Utah booby traps kind of sounds like the name of a really unpopular small town indie rock band, though it's actually something a bit more sinister.
The next time you decide to take a leisurely stroll with your family and friends through the Utah wilderness, you might want to keep a sharp eye out for booby traps. That's right -- booby traps, devices that were seemingly constructed while watching "The Goonies" and various Road Runner cartoons back-to-back for days on end.
All kidding aside, the discovery of the traps is actually pretty serious business. They were spotted by U.S. Forest Service Officer James Schoeffler, a man whose job is keep a close eye out for peculiar situations such as this. Schoeffler spent 12 years dismantling bombs in Iraq and Afghanistan for the military, so he's prepared to handle these sort of problems. However, I'm sure he never dreamed of encountering anything this bizarre while patrolling the Utah wilderness.

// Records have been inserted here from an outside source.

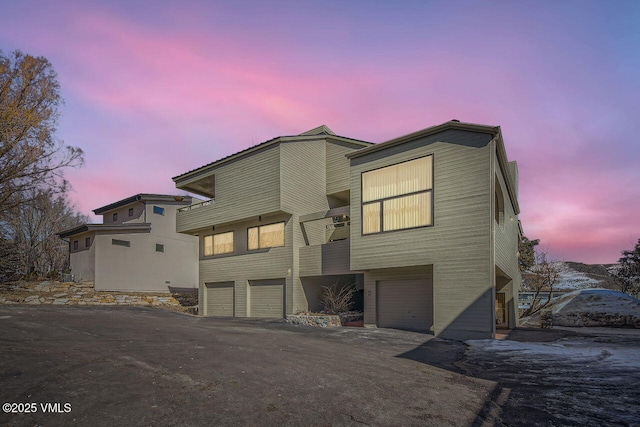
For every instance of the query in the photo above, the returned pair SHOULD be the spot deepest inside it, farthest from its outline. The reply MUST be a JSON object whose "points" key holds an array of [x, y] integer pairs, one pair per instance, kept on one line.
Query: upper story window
{"points": [[499, 204], [398, 197], [118, 242], [265, 236], [217, 244]]}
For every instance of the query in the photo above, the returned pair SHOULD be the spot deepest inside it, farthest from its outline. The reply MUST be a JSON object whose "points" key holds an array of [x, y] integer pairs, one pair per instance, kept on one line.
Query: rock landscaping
{"points": [[323, 320], [71, 293]]}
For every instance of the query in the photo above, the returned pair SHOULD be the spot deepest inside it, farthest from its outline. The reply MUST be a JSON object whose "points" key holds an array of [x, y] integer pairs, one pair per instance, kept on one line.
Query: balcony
{"points": [[194, 217], [328, 250]]}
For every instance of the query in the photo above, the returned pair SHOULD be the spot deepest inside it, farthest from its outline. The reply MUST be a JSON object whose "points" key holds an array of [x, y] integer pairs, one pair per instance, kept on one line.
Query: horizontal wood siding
{"points": [[245, 188], [337, 168], [506, 244], [458, 245], [302, 182], [506, 234], [220, 299], [243, 265], [328, 259]]}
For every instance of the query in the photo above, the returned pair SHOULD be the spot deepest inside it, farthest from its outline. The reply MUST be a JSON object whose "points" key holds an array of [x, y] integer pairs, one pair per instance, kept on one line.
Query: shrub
{"points": [[335, 299]]}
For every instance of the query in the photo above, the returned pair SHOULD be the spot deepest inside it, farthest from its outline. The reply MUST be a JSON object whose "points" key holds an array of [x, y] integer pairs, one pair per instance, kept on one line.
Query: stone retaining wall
{"points": [[71, 293], [323, 320]]}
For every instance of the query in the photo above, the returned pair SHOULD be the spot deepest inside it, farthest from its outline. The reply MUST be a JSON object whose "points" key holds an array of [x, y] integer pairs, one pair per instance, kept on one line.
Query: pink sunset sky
{"points": [[156, 88]]}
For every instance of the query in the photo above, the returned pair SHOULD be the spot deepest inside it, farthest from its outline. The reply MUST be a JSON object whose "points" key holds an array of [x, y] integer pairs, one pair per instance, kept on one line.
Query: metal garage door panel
{"points": [[220, 299], [405, 304], [267, 299]]}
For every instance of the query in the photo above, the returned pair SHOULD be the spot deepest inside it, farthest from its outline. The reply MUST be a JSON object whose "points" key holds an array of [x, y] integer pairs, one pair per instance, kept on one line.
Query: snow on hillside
{"points": [[572, 279]]}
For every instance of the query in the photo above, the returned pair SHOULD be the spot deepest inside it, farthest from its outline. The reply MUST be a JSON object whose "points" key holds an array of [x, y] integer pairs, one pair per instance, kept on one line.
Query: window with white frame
{"points": [[398, 197], [265, 236], [218, 244]]}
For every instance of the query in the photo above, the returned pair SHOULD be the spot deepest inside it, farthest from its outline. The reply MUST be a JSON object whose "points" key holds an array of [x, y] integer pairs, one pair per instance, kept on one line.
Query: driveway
{"points": [[137, 366]]}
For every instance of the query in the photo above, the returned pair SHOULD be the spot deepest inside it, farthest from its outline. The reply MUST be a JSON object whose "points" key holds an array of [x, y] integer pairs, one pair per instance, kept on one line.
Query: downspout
{"points": [[68, 252]]}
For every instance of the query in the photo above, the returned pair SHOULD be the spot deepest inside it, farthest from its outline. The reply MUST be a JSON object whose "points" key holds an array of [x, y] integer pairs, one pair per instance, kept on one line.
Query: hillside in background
{"points": [[576, 275]]}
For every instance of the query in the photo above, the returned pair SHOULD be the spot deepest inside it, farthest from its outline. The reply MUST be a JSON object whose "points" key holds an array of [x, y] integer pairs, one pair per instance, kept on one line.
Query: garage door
{"points": [[266, 298], [405, 304], [220, 299]]}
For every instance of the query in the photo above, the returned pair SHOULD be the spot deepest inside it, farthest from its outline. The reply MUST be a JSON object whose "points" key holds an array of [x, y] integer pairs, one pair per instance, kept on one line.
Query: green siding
{"points": [[337, 168], [458, 246], [245, 188], [285, 181]]}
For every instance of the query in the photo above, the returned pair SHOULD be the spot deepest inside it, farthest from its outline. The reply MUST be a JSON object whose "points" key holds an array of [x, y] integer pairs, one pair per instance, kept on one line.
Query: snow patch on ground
{"points": [[582, 350]]}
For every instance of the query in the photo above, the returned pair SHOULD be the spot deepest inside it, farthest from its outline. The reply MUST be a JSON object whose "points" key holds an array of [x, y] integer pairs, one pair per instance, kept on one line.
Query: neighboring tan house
{"points": [[136, 248], [425, 225]]}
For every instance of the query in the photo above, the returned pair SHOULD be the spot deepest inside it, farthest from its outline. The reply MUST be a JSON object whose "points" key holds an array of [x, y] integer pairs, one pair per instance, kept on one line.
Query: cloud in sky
{"points": [[154, 89]]}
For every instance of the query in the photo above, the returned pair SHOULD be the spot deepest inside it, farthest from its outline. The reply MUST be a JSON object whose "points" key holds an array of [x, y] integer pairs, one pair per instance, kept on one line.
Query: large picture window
{"points": [[398, 197], [218, 244], [265, 236]]}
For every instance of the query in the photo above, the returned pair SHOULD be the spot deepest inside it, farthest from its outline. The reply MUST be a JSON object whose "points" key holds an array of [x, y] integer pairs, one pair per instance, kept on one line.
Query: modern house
{"points": [[136, 248], [426, 225]]}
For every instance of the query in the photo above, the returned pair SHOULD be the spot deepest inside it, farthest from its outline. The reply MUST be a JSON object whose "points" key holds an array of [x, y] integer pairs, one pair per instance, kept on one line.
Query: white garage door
{"points": [[220, 299], [405, 304], [266, 298]]}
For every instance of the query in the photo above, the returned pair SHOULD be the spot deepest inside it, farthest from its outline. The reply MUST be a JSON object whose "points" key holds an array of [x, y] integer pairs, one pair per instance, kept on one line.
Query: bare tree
{"points": [[542, 277], [627, 273], [337, 299], [29, 231], [526, 252], [30, 154]]}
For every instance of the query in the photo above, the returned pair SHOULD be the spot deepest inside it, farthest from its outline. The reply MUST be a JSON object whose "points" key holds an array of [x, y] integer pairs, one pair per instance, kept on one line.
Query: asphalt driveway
{"points": [[125, 366], [135, 366]]}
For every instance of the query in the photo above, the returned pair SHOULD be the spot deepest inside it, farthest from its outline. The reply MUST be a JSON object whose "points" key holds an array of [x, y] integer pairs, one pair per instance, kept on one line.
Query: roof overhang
{"points": [[492, 130], [192, 180], [139, 227], [161, 198]]}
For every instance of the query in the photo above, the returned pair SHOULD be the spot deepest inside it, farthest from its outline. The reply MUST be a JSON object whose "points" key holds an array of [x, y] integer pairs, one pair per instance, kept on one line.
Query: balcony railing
{"points": [[197, 205]]}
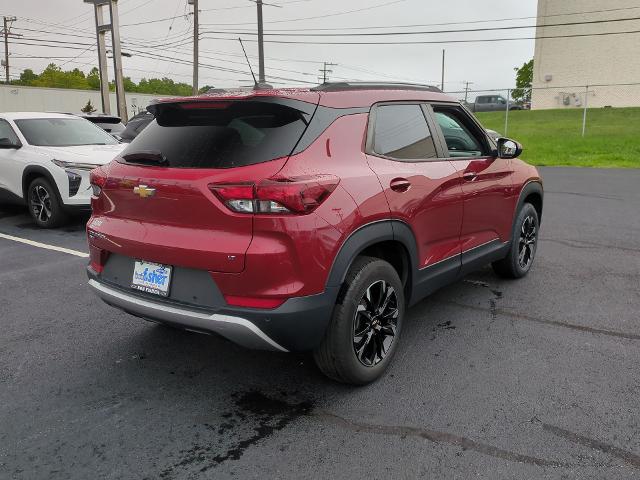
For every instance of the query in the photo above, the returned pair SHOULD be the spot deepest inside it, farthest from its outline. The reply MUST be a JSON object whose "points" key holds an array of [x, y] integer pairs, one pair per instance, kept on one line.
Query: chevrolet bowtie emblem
{"points": [[143, 191]]}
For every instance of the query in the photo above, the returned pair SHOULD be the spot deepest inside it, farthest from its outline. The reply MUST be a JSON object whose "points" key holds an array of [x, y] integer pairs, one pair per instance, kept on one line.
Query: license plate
{"points": [[151, 278]]}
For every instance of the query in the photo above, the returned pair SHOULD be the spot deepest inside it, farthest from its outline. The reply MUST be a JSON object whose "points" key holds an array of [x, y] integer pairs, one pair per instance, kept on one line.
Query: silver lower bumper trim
{"points": [[236, 329]]}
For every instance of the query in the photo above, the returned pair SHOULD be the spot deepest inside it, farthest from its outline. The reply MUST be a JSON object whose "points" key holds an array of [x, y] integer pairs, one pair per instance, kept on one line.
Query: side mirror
{"points": [[508, 148], [7, 143]]}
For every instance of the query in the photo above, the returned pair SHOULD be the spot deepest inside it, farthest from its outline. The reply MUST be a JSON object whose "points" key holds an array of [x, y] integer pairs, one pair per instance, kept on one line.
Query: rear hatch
{"points": [[156, 202]]}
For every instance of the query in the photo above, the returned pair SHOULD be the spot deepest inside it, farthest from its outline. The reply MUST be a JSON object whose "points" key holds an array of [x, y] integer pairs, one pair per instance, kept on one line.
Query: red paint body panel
{"points": [[183, 223], [432, 206], [487, 185], [279, 256]]}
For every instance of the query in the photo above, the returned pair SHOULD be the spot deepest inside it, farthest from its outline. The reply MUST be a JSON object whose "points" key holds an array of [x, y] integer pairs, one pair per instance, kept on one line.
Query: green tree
{"points": [[54, 77], [27, 77], [524, 79], [93, 79], [88, 108]]}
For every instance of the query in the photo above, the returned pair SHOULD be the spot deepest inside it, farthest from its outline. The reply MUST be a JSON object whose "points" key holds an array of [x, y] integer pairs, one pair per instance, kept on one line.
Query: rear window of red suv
{"points": [[220, 135]]}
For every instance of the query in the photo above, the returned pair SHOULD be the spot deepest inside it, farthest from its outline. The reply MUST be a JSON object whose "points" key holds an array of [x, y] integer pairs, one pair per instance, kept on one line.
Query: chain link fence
{"points": [[594, 125], [580, 107]]}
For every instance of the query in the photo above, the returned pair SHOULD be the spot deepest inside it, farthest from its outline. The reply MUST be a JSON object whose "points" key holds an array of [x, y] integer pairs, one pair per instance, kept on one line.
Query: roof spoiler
{"points": [[345, 86]]}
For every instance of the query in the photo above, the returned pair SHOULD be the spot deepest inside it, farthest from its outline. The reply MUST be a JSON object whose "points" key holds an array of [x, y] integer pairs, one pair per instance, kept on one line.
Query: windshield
{"points": [[63, 132]]}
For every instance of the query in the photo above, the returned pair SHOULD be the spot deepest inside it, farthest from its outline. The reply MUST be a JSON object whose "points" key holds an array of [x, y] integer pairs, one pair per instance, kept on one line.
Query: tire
{"points": [[336, 356], [44, 204], [524, 236]]}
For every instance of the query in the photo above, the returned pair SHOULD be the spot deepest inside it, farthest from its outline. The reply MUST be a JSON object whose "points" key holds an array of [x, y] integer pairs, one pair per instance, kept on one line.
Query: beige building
{"points": [[608, 64]]}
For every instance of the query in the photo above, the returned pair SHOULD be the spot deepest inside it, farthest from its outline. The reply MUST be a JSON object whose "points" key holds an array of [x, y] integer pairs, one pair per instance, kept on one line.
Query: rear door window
{"points": [[223, 135], [460, 133], [401, 132]]}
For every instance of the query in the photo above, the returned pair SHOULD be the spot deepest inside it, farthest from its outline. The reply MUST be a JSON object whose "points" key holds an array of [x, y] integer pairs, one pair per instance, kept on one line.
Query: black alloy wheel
{"points": [[375, 324]]}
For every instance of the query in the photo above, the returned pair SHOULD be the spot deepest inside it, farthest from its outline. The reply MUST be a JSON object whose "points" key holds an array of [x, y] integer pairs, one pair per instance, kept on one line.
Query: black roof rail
{"points": [[340, 86]]}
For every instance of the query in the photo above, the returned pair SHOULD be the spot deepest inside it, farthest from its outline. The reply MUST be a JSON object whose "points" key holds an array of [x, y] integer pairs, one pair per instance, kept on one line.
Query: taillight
{"points": [[297, 195], [97, 178]]}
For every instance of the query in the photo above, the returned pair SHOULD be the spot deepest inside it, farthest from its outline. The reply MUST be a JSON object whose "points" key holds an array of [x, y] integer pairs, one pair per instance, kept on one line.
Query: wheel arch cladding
{"points": [[389, 240], [532, 193], [33, 172]]}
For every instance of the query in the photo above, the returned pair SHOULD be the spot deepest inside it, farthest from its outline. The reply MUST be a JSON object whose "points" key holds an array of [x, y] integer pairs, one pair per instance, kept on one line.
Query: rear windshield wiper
{"points": [[146, 157]]}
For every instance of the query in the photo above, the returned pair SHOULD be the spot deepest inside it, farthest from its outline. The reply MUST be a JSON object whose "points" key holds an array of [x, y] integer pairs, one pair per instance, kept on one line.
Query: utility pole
{"points": [[196, 38], [101, 29], [261, 78], [7, 21], [324, 70], [117, 60], [466, 90], [442, 84]]}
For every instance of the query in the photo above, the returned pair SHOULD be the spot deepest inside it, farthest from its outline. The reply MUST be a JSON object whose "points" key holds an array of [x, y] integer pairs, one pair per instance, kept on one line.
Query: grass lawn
{"points": [[554, 137]]}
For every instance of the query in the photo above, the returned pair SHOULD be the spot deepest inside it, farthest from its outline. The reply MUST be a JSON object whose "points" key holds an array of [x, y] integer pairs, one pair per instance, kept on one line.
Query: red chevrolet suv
{"points": [[308, 219]]}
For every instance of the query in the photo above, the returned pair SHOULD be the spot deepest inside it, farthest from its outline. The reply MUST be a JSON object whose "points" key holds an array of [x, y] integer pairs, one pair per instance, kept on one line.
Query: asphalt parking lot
{"points": [[536, 378]]}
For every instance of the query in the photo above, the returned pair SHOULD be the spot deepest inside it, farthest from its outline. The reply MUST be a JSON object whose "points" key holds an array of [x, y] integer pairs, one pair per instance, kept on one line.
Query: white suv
{"points": [[45, 160]]}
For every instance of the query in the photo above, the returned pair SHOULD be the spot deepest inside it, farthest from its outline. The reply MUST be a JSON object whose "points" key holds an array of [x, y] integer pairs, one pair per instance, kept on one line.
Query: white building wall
{"points": [[34, 99], [564, 66]]}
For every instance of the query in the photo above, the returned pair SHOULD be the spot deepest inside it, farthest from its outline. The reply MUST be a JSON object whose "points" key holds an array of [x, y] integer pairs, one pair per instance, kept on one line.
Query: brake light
{"points": [[97, 178], [296, 195]]}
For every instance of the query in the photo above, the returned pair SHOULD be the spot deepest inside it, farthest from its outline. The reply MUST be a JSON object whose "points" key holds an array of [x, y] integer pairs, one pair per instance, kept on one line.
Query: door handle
{"points": [[400, 185]]}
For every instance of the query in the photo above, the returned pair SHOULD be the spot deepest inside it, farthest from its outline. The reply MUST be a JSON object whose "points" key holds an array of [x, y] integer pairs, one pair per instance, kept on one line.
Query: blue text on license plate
{"points": [[151, 278]]}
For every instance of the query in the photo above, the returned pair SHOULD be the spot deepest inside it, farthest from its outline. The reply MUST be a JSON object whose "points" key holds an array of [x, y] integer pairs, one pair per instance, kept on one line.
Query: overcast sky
{"points": [[488, 65]]}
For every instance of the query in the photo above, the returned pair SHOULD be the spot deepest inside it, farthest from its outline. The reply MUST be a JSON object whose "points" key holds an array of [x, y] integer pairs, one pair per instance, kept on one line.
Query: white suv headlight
{"points": [[73, 165]]}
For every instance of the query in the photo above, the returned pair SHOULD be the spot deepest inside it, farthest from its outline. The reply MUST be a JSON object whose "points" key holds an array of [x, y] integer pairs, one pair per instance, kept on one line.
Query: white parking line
{"points": [[45, 246]]}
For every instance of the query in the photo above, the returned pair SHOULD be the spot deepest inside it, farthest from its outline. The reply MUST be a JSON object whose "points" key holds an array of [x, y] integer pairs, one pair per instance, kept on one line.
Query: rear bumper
{"points": [[297, 325]]}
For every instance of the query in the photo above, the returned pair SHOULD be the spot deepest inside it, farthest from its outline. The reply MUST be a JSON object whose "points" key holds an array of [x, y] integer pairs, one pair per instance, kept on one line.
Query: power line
{"points": [[439, 24], [432, 32], [371, 7], [438, 42]]}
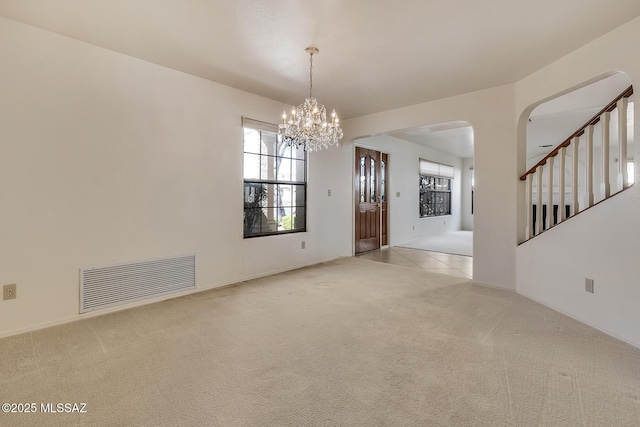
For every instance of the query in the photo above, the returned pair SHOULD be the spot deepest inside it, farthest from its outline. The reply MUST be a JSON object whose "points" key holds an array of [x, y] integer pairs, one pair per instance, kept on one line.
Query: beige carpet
{"points": [[452, 242], [347, 343]]}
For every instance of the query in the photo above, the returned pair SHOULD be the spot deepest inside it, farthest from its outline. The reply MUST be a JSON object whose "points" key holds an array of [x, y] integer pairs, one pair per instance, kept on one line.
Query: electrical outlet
{"points": [[9, 291], [588, 285]]}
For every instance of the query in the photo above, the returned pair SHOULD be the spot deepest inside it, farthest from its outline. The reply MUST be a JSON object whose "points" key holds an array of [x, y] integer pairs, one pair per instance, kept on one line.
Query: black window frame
{"points": [[255, 212], [434, 201]]}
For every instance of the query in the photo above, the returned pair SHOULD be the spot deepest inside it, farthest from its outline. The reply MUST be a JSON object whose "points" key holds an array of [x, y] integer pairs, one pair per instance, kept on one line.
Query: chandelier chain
{"points": [[308, 127], [311, 76]]}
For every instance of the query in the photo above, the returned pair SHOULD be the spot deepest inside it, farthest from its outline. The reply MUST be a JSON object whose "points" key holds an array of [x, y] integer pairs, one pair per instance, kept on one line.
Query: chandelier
{"points": [[307, 127]]}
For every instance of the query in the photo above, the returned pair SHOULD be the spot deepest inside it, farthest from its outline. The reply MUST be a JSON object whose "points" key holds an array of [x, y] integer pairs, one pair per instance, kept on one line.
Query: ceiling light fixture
{"points": [[307, 127]]}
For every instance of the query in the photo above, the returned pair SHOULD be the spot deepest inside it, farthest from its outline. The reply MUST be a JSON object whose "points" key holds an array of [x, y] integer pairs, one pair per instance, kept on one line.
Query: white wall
{"points": [[491, 114], [602, 242], [405, 223], [105, 158], [467, 216]]}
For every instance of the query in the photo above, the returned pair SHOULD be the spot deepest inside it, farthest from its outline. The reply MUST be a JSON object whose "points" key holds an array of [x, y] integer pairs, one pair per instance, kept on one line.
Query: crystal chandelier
{"points": [[307, 127]]}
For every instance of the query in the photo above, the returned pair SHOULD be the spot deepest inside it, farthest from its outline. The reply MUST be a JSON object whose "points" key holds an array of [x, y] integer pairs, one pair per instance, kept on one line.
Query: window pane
{"points": [[270, 199], [373, 181], [298, 171], [283, 169], [251, 166], [251, 141], [383, 184], [300, 218], [435, 196], [269, 143], [298, 197], [363, 179]]}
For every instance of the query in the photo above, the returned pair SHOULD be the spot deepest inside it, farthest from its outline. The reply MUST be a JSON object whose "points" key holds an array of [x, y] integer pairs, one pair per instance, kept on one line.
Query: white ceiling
{"points": [[452, 137], [374, 54]]}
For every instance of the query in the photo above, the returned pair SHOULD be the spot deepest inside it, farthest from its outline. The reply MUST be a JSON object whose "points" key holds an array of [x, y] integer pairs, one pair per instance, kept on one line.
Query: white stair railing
{"points": [[541, 217]]}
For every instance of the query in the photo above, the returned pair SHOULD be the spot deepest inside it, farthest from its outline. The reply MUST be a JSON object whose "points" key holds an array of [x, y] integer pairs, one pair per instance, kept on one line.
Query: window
{"points": [[435, 196], [275, 182], [435, 189]]}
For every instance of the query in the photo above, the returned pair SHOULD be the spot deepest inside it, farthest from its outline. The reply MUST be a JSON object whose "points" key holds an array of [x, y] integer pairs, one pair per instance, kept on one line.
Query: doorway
{"points": [[370, 195]]}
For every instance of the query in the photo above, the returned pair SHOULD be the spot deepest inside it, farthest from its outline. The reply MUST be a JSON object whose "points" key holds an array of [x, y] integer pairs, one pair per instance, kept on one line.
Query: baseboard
{"points": [[579, 319]]}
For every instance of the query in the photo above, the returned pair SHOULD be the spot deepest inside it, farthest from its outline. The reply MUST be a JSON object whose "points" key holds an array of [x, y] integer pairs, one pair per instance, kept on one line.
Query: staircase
{"points": [[585, 169]]}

Upon receiving an anonymous tip, Schoeffler took a trip to a popular canyon trailer in Provo, an area that's frequented by law-abiding citizens and troublemakers alike. After scouting around for a bit, the seasoned officer discovered a series of potentially deadly traps outside of a well-known, heavily-trafficked makeshift fort.
The traps, which were constructed using high-quality, heavy duty materials, included a spiked boulder attached to a trip wire and a pit full of extremely sharp spikes. You know, typical low-budget late-night movie kind of stuff. This discovery was particularly distressing to authorities since anyone could have fallen prey to the traps, particularly individuals visiting the area at night.
"When you look at those things, you just get chills down your spine," the Utah County sheriff's sergeant explained to the Los Angeles Times.
The investigation soon led authorities to a pair of would-be hunters, who claim that the traps were meant for wildlife, including "wild boards and bunnies". Problem is, Utah isn't known for its wild boars. Since the Acme-flavored booby traps were discovered before anyone was harmed, the men can only be charged with reckless endangerment, which is only a misdemeanor.